Площадь преобразилась. Это была не просто ярмарка — это была иллюзия. Иллюзия изобилия, тепла и беззаботности, возведенная среди имперского величия и тоскливой советской повседневности. Но чтобы понять ее суть, надо было остановиться и вглядеться, как вглядывается физиономист в лицо прохожего, пытаясь разглядеть под маской веселья черты истинного характера. Манежная площадь, эта обширная панорама, обрамленная тяжеловесным классицизмом Михайловского замка и строгими фасадами, на эти несколько недель отреклась от своего военного, парадного прошлого. Она напоминала теперь стареющую аристократку, надевшую для маскарада пестрый, немножко пошловатый наряд поселянки. Деревянные павильоны, похожие на пряничные домики из немецкой сказки, выстроились правильными рядами...
В эти декабрьские недели она совершала поразительную метаморфозу, её пространство, обычно отданное на откуп ветру и историческому величию, было теперь поделено на аккуратные квадраты и ряды, как шахматная доска, подготовленная для игры в иллюзию. Деревянные павильоны, эти картонные декорации счастья, выстроились с видом полной законности, будто их предки стояли здесь при Петре Великом. Их островерхие крыши, утяжеленные шапками снега, напоминали глазурные пики на пряничном домике из немецкой сказки — той самой, что читают детям, чтобы они не боялись темноты, хотя сама сказка полна теней и опасностей. Тысячи лампочек на гирляндах горели неярким, но настойчивым светом, подобным последним искрам угасающих в европейских салонах XIX века свечей. А в центре высилась ель — не дерево, а монумент, усыпанный синими шарами, похожими на застывшие капли небесной сини, и увенчанная не красной кремлевской, а серебряной вифлеемской звездой. Это был тонкий, почти дерзкий намек на иную генеалогию праздника, на ту, патриархальную и сытую Россию, что существовала лишь в мечтах славянофилов и ностальгирующих интеллигентов. И вся эта конструкция дышала, жила, источала запахи — густую, осязаемую атмосферу, в которой смешивались хвойная смолистость, сладкая ваниль, горячий жир, пряности глинтвейна и подспудный, едва уловимый аромат духов «Красная Москва» — призрачный шлейф иной, канувшей в Лету жизни.
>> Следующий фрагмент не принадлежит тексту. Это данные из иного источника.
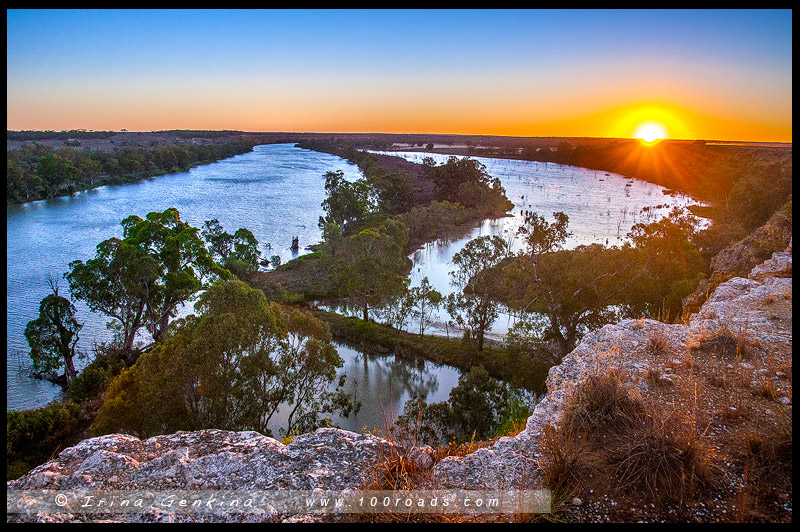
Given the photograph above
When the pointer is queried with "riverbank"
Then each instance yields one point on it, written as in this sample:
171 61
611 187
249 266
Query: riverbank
42 170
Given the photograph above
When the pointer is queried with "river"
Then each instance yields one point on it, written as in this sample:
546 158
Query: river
276 192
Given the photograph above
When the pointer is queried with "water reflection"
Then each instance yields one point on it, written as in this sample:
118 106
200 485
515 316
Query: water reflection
383 384
275 191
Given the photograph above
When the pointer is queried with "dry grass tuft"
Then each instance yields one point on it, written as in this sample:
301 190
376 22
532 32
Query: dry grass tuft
664 458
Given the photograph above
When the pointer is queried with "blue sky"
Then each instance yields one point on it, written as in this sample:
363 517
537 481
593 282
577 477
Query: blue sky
396 69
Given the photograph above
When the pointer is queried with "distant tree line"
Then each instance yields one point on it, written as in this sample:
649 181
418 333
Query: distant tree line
39 172
59 135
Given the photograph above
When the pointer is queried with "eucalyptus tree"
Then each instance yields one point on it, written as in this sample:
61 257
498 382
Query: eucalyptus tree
348 202
369 266
473 307
237 251
53 335
233 366
140 279
424 301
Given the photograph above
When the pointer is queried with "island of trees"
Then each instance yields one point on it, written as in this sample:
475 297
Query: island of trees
255 342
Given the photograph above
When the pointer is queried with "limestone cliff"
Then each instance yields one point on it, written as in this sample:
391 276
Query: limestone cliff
757 308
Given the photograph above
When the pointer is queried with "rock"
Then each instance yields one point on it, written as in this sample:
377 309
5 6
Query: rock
333 459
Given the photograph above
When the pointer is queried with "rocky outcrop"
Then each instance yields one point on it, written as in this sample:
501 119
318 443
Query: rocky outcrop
758 307
328 459
745 306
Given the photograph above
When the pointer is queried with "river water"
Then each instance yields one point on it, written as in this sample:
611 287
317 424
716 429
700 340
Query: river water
602 207
276 192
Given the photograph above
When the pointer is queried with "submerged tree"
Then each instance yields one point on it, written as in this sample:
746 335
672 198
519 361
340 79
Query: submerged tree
473 306
236 252
53 335
348 202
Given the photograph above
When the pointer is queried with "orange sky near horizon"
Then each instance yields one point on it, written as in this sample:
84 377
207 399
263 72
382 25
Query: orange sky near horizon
700 74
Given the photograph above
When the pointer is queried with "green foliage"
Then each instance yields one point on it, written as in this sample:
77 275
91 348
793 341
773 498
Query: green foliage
348 202
238 251
571 292
466 181
115 284
473 307
141 279
231 367
370 266
478 407
53 335
424 301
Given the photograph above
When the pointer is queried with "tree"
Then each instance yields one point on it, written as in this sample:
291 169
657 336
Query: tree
53 335
238 251
141 279
115 283
477 407
232 367
182 258
370 266
672 265
540 236
424 302
472 307
347 202
575 290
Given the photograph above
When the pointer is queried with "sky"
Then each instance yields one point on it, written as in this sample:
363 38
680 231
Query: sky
700 74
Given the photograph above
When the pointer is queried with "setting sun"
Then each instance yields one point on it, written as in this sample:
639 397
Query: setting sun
650 132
Они медленно шли меж рядов. На прилавках, запотевших от тепла, стояли, высились, лежали пирамиды: мандарины, завернутые в серебристую бумагу, словно драгоценности; шоколадные плитки в праздничных обертках с тройками и Дедом Морозом; копченые колбасы, от которых веяло дымком дубовых щеп; горы пряников — тульских, вяземских, городецких, расписанных глазурью в виде жар-птиц и сказочных городов; банки с вареньем, где сквозь стекло алела клубника и янтарилась малина; бутыли с медовухой и пряным сбитнем; груды деревянных игрушек — матрешек, коней, медведей, раскрашенных так ярко, что даже снег вокруг казался выцветшим.

А над всем этим висел, плыл, обволакивал запах. Это была не просто смесь ароматов. Это была плотная, осязаемая атмосфера. Резкая, хвойная смолистость свежеспиленных еловых ветвей, разбросанных под ногами. Сладкая, дурманящая ваниль, исторгаемая вафельными трубочками со сгущенкой. Горячий, маслянистый дух жареных на огромных сковородах беляшей и пирожков — с капустой, с мясом, с яйцом и луком. Пряный, теплый коктейль глинтвейна — корица, гвоздика, кардамон, апельсиновая цедра, — смешивавшийся с горьковатым дыханием жженого сахара от крутящейся пастилы. Запах влажного сукна шинелей, детского снега, прилипшего к валенкам, и подспудный, едва уловимый аромат женских духов «Красная Москва», пробивавшийся сквозь все это богатство, как память о другой жизни. Это был запах временного счастья, сконцентрированного на пятачке промерзлой земли, запах, от которого слезились глаза и сжималось в груди что-то давно забытое.

— Малиновый, — сказала Лиза, указывая на один из ларьков, откуда валил особенно соблазнительный пар. — Два, пожалуйста.

Им протянули две картонные кружки, обжигающие пальцы даже через перчатки. Глинтвейн был не изысканным напитком, а оружием против стужи. Густой, сладковато-кислый, с плавающей в нем размокшей ягодой малины. Он обжигал губы, спускался по пищеводу горячим шаром и распространялся по телу дрожащим, благодарным теплом.

Ржевский сделал глоток и закрыл глаза. Это было не вкусно. Это было жизненно необходимо. Горячая жидкость была подобна противоядию, влитому в заледеневшие вены. На секунду ему показалось, что он чувствует, как холод отступает из конечностей, сжимается в комок где-то под ложечкой и замирает, побежденный. Это была одна из тех маленьких, но ожесточенных битв, которые человек ведет с природой и с самим собой каждый зимний день, и чашка глинтвейна была в ней знаменем, оружием и наградой одновременно.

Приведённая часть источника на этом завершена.